D’abord, il y a le plaisir à fabriquer. Empiler,
plier, sectionner, trouer, déplier et se laisser surprendre.
Pour en garder la saveur secrète, Marie Compagnon parle
de « ses ouvrages de dame » ou de « ses
travaux de fille ». Ce qu’elle présente comme
un ensemble de petits riens, relève pourtant d’opérations
sophistiquées. Des formes géométriques tridimensionnelles
sont retaillées à partir d’une forme orthogonale
bidimensionnelle. Les tétraèdre, octaèdre,
dymaxion et autre rhomboèdre doivent trouver leur place
dans
un carré ou un rectangle qui servent de plan de coupe. Par
le jeu d’intrication d’un espace dans un autre
espace, l’orthogonalité est rompue. Cette intervention,
au sens chirurgical du terme, lui permet de créer du
discontinu. La manipulation tranchante qu’elle exerce, dont
on connaît la violence de l’acte tout autant que
sa simplicité, font apparaître des constructions aléatoires
non-standard. Ce que certains obtiennent à l’issue
de calculs numériques imposants, Marie Compagnon le réalise.
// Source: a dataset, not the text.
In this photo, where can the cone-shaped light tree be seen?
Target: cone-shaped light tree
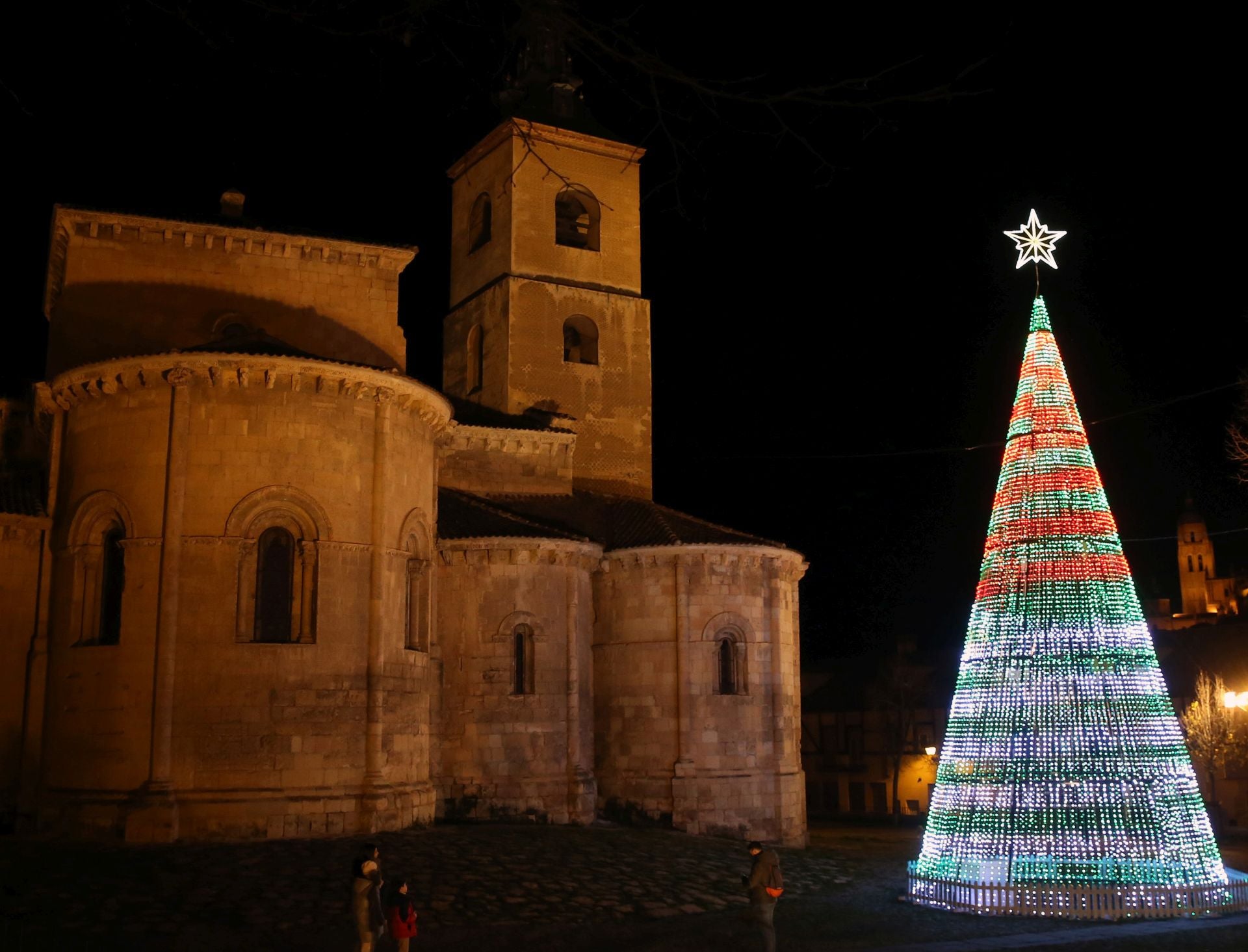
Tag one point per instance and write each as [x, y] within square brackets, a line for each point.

Elle répète cette procédure avec quelques
variantes selon ses travaux.
Les pliages en papier, « ses origamis » sont issus
de modèles géométriques de base auxquels elle
impose
un pliage carré, qu’elle perce et qu’elle retaille.
Les manipulations évitent toute expression intentionnelle.
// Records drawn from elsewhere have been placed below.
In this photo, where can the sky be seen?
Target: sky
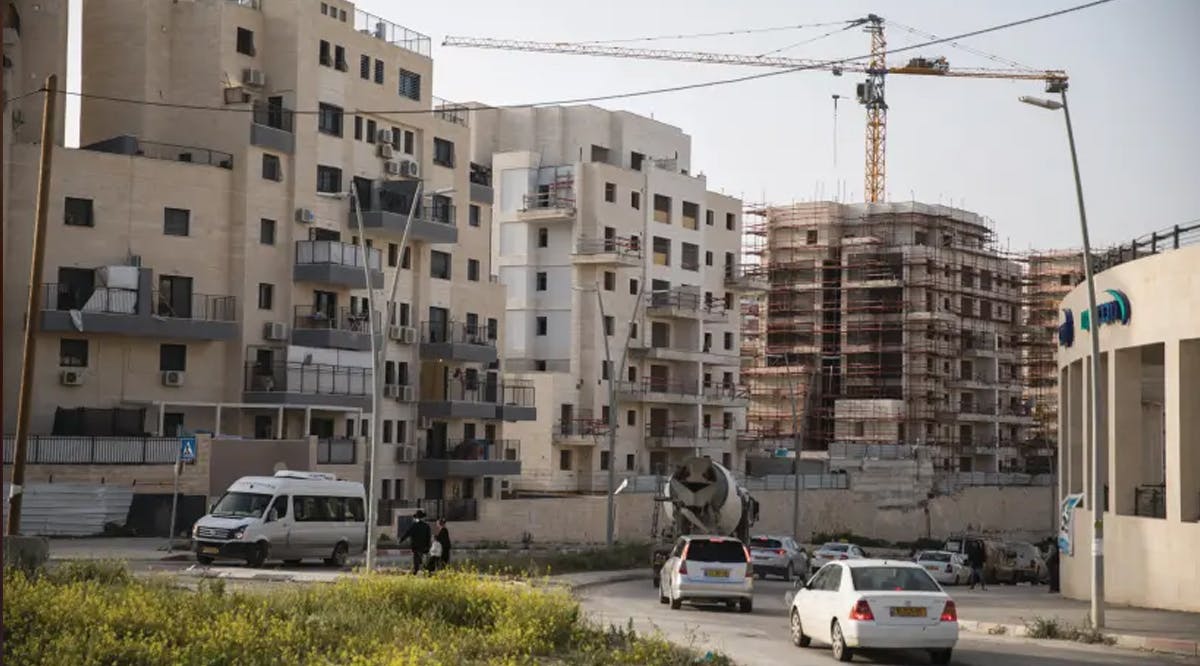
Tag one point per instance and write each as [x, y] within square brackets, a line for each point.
[961, 142]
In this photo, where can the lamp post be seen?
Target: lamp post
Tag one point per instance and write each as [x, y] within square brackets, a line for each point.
[1095, 501]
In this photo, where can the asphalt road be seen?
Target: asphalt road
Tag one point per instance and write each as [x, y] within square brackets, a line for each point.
[761, 637]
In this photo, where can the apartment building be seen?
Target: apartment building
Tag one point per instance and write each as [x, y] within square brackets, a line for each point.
[889, 323]
[622, 273]
[204, 264]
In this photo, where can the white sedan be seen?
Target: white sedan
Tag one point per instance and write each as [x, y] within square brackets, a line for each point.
[875, 604]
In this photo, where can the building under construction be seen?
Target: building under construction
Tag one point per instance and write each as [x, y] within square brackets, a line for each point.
[886, 323]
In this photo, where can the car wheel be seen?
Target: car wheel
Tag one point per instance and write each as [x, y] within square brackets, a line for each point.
[339, 558]
[941, 657]
[258, 556]
[798, 637]
[840, 652]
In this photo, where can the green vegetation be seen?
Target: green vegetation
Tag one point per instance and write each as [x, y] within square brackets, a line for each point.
[96, 613]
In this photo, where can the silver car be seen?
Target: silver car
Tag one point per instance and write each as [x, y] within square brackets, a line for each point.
[778, 556]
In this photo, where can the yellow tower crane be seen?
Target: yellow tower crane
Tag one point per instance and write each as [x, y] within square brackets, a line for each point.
[870, 91]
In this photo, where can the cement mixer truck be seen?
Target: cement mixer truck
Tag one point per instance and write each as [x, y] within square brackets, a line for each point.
[700, 497]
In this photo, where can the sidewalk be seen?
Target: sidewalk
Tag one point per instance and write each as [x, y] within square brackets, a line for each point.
[1011, 606]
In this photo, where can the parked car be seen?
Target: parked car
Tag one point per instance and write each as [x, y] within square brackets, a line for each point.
[835, 551]
[875, 604]
[778, 556]
[708, 570]
[946, 568]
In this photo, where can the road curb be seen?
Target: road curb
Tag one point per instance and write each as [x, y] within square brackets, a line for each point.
[1127, 641]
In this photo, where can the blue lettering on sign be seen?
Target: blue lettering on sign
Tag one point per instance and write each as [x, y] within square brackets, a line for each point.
[1111, 312]
[1067, 330]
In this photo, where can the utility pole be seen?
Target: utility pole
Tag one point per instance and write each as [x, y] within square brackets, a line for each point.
[34, 307]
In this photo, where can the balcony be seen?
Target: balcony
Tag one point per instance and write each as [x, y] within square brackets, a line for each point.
[294, 383]
[469, 459]
[273, 127]
[341, 329]
[137, 312]
[555, 205]
[456, 341]
[330, 262]
[607, 252]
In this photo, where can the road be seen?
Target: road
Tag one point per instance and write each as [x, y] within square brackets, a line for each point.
[761, 637]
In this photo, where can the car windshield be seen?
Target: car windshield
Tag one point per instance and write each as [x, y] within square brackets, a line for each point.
[703, 550]
[892, 579]
[241, 504]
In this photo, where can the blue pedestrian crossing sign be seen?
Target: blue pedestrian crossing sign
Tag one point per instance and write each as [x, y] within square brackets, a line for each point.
[187, 449]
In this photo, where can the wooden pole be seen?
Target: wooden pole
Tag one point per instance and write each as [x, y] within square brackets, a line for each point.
[34, 307]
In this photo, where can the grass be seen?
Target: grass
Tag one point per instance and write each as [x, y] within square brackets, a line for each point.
[94, 613]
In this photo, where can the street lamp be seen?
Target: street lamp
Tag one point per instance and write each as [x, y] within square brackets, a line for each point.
[1097, 610]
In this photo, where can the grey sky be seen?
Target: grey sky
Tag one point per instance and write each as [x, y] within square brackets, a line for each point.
[1133, 94]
Ce sont des surprises qui se nomment plus tard, au gré de
leur utilisation. Suspendus au plafond, avec une
lumière projetée dessus, « ses origamis » sont
installés de manière hasardeuse, non calculée.
Ils deviennent
des lustres à pampilles. Dans ce cas, ce sont les pampilles
qui priment comme autant de cellules autonomes,
les unes à côté des autres, sans composition
préétablie et contraignante. À
quelle rêverie s’attache-t-elle, en modélisant
un caillou en 3D? Autre objet tridimensionnel, complexe dans
sa forme et sa structure, qu’elle s’évertue à aplatir
avec cette « volonté incisive » que requiert
cette matière
dure comme le décrit Gaston Bachelard. Cette mise à plat,
qui passe par la construction d’un patron en 2D,
permet l’apparition d’architectures articulées, « son
alphabet ». Des objets-lieux qui se métamorphosent. Écran,
paravent, cabane, rocher, cachette… se construisent
et se déconstruisent à volonté à partir
d’une
feuille (bois, mousse et feutre) cousue façon sellerie. « Son
alphabet », ce sont des formes décidées qui
tiennent grâce aux charnières à goupille, ici
des tiges de métal dans des anneaux de cuir, comme celles
des
fenêtres et des volets. Tous ces détails ne sont pas
hasardeux, ils insistent sur ce qui les motive : habiter les
objets ; qu’on marche dessus ou qu’ils nous enveloppent.
Il y a donc peu d’écart entre la méthode constructive
et la pratique des objets dont elle favorise la
manipulation. Les volumes dépliés sont « ses
paysages praticables ». La mobilité des articulations
relève de
technicités familières, celles de la couturière
ou du poinçonneur. Elle s’y soumet avec obstination,
malgré leur possible réalisation industrielle. C’est la mécanique
programmée du geste qui est expérimentée.
Une
mécanique issue de la construction retrouvée des
frises et des ribambelles et des motifs intrinsèques qui
les
constituent.
Si Marie Compagnon fait de la dentelle avec des blocs de pierre,
c’est qu’elle est passée maître au jeu «
pierre, ciseau, papier ». Elle en mesure les aléas,
elle en connaît les règles : la pierre casse les ciseaux,
les
ciseaux coupent le papier, le papier enveloppe la pierre.